President Obama gives a speech.
Photo by Chip Somodevilla

Another day, another poll, another ominous sign for the Democratic Party. The latest Allstate/National Journal Heartland Monitor poll out Monday shows Pres. Barack Obama’s overall approval rating at 41%.

The poll showing the president's anemic approval rating also shows just one in four adults believe the administration's policies are increasing economic opportunity for people like them. Mr. Obama is weakest in the South where seven Senate Democrat incumbents are in trouble or considered tossups in midterm elections races.

On the other hand, Republicans, who are defending far fewer seats than Democrats, only need to win six seats to take back control of the U.S. Senate in November. Adding to Democrats midterm woes, industry analysts say insurance premiums are likely to increase significantly for 2015, hitting taxpayers and voters in the pocketbook during an especially slow economic recovery. Meanwhile, the price of gas at the pump in California is above $4 per gallon, food costs have accelerated as of late and inflation is creeping upward.

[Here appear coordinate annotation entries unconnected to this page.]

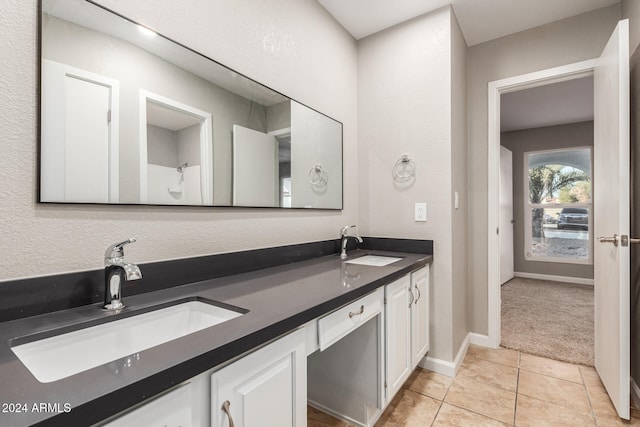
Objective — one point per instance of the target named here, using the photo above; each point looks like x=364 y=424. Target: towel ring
x=318 y=177
x=404 y=169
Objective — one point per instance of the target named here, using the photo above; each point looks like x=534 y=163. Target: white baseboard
x=481 y=340
x=443 y=367
x=635 y=393
x=564 y=279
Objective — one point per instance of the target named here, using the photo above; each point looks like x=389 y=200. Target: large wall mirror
x=131 y=117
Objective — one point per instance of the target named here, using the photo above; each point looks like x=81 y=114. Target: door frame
x=52 y=146
x=206 y=143
x=495 y=89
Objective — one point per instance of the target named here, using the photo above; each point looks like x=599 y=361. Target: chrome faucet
x=117 y=271
x=344 y=237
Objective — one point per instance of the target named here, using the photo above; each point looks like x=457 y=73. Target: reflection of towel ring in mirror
x=404 y=169
x=318 y=177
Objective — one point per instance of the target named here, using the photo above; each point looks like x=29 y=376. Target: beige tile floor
x=499 y=388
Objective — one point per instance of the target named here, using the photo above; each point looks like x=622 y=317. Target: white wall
x=631 y=11
x=459 y=235
x=409 y=87
x=564 y=42
x=265 y=40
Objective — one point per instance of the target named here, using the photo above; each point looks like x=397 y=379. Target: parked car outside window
x=574 y=218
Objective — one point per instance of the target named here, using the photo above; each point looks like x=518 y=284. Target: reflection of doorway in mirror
x=175 y=152
x=79 y=128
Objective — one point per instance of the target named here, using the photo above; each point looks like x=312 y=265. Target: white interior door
x=86 y=153
x=611 y=218
x=79 y=149
x=255 y=168
x=506 y=214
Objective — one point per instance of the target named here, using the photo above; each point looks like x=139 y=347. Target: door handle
x=613 y=239
x=625 y=240
x=225 y=408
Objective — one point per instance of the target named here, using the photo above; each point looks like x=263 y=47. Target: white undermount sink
x=56 y=357
x=374 y=260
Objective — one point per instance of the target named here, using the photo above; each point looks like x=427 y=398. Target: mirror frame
x=40 y=61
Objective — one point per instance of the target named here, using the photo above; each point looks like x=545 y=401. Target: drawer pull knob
x=357 y=313
x=225 y=408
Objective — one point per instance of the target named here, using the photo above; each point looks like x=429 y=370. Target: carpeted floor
x=549 y=319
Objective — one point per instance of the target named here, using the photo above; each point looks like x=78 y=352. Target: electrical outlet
x=421 y=212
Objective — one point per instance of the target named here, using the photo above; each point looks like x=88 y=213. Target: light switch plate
x=421 y=212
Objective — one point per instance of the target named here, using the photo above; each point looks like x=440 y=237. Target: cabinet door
x=267 y=388
x=419 y=315
x=398 y=330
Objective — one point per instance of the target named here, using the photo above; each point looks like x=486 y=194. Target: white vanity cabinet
x=267 y=388
x=407 y=327
x=398 y=334
x=419 y=315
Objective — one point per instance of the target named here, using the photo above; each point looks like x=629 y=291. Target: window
x=558 y=211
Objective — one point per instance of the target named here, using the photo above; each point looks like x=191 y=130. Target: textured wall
x=564 y=42
x=293 y=46
x=404 y=93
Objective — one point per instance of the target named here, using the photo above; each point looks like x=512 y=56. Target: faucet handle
x=345 y=229
x=116 y=250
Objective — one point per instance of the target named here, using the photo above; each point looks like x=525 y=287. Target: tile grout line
x=593 y=412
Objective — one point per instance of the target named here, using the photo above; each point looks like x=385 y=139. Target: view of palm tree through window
x=558 y=209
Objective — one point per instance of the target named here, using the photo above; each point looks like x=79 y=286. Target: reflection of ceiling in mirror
x=83 y=13
x=169 y=118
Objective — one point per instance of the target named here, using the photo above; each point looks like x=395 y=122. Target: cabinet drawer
x=339 y=323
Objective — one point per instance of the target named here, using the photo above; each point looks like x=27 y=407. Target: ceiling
x=570 y=101
x=480 y=20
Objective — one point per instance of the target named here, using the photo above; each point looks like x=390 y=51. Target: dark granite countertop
x=279 y=299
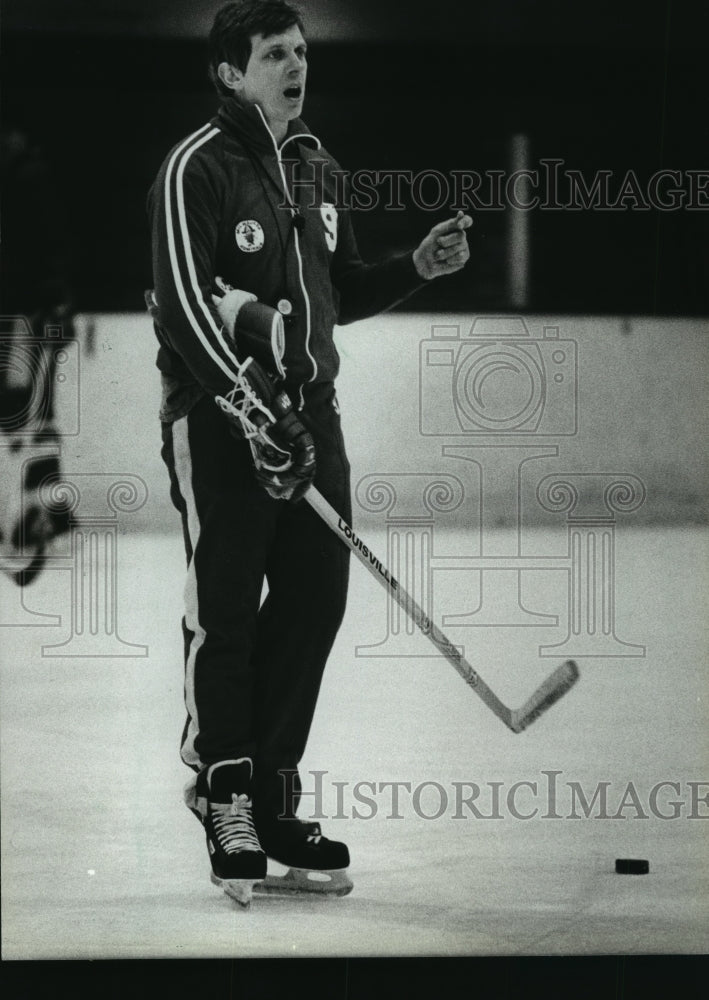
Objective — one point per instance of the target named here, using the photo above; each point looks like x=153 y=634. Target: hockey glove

The poll’s results are from the 20th quarterly Allstate/National Journal Heartland Monitor Poll conducted by the Strategic Communications Practice of FTI Consulting. The extensive poll in its entirety, which explored Americans' views on how to drive social and political change, will be published next month in National Journal's magazine.

While some Democrats may take comfort in knowing that Congress received a meager 11% approval rating in the poll, Democrats have controlled the Senate throughout Mr. Obama’s tenure and congressional ratings don’t usually influence constituents and districts as much as presidential polls and policies.

The heartland poll showed 52% of Americans disapprove of Mr. Obama’s overall performance as president, with 39% strongly disapproving of his performance. The “strongly disapprove” number garnered by Mr. Obama nearly doubles the 21% who strongly approve.

Under Democratic Sen. leader Harry Reid, the U.S. Senate did not bother to produce a national budget for five years, which some say contributes to the especially poor ratings of Congress.

However, Democrats point to budget reductions favored by Republicans to control a $16 trillion runaway deficit as being too stringent.

Foreign policy, forecast to be one of the president’s strong points, is instead working against the administration with the Middle East peace negotiations completely stalled, Russia threatening war and U.S. efforts in Afghanistan overshadowed by a Taliban resurgence.

The American people, according to polls, largely perceive U.S. foreign policy under the administration as chaotic and reactionary, which is one reason Democrats are especially nervous about the situation in Ukraine.

In addition, analysts say Obamacare, the administration’s most identifiable legislative accomplishment, is not helping Senate Democrats in close races. The expansive government program was pushed through by Democrats in a bitterly, partisan 2010 Congress without a single Republican vote from the House or Senate.